Freshman hurdler Attallah Goodman recently suffered a stress fracture in her leg that has kept her sidelined for the time being. Goodman has stayed active with adapting workouts to her abilities, but said she is eager to get back in action.
“My coach expects a lot from me, so I want to meet his standards and I want to meet mine,” Goodman said. “I want to [set a personal-record time] in the hurdles and I just want to be at the level that all the other girls are at. This year I want to get back where I left off, which is my number one goal.”
Goodman said her teammates have stayed supportive throughout her time injured. However, as a freshman, Goodman believes she needs to prove herself, and that her injury hinders her from doing so.
“I want to show them what I got, and let them know that I’m here to do work and that I’m focused,” Goodman said. “The girls are very supportive and we’re really close.

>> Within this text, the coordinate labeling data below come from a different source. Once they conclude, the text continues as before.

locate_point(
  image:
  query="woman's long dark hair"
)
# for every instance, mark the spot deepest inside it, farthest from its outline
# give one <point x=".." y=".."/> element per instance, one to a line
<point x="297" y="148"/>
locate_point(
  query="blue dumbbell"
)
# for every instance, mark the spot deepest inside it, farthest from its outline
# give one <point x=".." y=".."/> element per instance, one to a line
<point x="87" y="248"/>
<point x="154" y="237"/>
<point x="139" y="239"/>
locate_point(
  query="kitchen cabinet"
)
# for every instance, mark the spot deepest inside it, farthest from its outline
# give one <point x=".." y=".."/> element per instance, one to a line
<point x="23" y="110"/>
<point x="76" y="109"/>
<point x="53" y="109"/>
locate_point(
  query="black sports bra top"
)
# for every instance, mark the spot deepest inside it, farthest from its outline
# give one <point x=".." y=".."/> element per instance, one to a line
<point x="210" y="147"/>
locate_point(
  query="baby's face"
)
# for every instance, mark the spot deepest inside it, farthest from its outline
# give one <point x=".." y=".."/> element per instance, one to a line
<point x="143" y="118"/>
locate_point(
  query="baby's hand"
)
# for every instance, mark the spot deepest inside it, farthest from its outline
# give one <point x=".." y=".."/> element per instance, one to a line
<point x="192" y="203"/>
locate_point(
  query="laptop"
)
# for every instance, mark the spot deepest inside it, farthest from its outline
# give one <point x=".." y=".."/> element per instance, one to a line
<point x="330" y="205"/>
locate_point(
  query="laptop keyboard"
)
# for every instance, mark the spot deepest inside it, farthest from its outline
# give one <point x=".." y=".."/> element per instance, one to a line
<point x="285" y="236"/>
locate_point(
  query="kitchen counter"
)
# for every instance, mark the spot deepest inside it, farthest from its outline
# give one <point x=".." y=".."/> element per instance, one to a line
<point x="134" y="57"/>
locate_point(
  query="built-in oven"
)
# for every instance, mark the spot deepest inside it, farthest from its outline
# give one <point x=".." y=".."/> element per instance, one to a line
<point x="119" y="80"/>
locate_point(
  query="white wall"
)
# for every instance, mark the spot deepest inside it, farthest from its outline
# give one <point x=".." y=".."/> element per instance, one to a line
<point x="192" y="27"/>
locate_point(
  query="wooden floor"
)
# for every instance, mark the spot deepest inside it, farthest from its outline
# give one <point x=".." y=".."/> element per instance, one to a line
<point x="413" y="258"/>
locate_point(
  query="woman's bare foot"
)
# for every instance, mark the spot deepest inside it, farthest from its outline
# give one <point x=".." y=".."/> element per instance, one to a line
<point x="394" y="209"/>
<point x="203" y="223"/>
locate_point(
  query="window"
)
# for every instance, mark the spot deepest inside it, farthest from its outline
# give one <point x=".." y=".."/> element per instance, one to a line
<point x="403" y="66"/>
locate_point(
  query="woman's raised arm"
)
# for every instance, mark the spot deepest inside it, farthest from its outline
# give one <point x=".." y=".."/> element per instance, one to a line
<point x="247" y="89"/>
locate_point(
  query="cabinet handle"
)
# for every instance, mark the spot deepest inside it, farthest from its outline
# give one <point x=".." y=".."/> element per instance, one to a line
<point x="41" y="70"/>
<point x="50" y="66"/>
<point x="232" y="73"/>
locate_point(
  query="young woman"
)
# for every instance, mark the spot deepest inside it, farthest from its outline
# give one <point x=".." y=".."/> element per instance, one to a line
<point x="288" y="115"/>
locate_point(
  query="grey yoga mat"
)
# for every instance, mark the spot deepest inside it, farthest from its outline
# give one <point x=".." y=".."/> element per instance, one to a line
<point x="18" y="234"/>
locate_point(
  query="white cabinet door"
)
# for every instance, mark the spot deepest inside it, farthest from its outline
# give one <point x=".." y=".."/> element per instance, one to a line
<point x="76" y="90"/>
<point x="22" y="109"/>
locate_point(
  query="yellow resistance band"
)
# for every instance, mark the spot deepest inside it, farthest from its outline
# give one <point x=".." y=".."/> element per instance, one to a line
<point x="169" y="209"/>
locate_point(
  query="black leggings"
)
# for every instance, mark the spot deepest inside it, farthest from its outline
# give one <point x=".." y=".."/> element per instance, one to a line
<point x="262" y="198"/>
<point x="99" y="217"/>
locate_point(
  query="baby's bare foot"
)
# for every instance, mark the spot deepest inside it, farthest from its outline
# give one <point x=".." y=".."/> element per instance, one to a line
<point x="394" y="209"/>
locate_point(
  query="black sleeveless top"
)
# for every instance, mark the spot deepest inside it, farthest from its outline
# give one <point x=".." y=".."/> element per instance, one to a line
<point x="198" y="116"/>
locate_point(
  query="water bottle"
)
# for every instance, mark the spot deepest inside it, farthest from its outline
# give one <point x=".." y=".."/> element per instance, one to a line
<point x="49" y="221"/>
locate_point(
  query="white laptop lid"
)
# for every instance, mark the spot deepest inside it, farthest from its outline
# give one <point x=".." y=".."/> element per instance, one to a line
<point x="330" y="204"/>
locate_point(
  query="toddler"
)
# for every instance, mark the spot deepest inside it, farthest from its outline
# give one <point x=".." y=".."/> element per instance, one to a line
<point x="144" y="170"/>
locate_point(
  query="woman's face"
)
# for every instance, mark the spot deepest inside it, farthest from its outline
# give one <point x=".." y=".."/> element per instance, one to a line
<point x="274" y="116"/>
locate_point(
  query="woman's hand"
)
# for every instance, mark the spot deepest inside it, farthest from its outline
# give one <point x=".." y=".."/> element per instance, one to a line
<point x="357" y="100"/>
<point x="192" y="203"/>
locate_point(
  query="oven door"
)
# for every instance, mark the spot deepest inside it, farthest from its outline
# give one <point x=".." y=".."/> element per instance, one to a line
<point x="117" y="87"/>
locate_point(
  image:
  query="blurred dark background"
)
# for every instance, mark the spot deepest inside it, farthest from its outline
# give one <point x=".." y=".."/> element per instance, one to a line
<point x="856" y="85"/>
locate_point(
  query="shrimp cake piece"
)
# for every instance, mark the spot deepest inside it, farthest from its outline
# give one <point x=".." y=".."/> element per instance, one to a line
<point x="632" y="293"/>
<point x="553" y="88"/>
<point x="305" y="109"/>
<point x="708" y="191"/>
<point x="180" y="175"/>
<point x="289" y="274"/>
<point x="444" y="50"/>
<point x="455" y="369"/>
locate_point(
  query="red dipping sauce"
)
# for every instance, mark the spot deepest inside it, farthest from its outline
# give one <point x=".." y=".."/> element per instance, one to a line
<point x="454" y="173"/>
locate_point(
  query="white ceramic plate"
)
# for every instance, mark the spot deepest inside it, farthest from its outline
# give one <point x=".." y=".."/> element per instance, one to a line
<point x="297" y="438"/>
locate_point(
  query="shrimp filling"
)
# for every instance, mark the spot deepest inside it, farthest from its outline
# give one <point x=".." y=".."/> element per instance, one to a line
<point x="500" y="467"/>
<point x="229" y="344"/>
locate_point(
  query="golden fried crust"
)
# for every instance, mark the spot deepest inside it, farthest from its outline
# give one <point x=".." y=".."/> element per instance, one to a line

We’re like family and we support each other.”
For the most part, the sprinters, hurdlers, jumpers and throwers practice indoors at the Student Pavilion. The facility is climate-controlled and is better on the athletes’ bodies, as cold weather can lead to serious muscle injuries when performing explosive and fast-tempo work.
The distance runners, however, typically train outside on area trails.
Senior distance runner Jenna Dubrow, who consistently paced the women’s cross country team in the fall, said protecting your body and taking the necessary precautions in the cold weather is crucial to staying healthy.
“It’s basically inevitable,” Dubrow said of the conditions. “For distance running, you have to be outside if you want to log the miles. Basically it’s just about taking care of the little things. … You’re out in the elements, so you deal with it. But there are little things that you want to keep on top of and doing the things you can to keep yourself healthy.”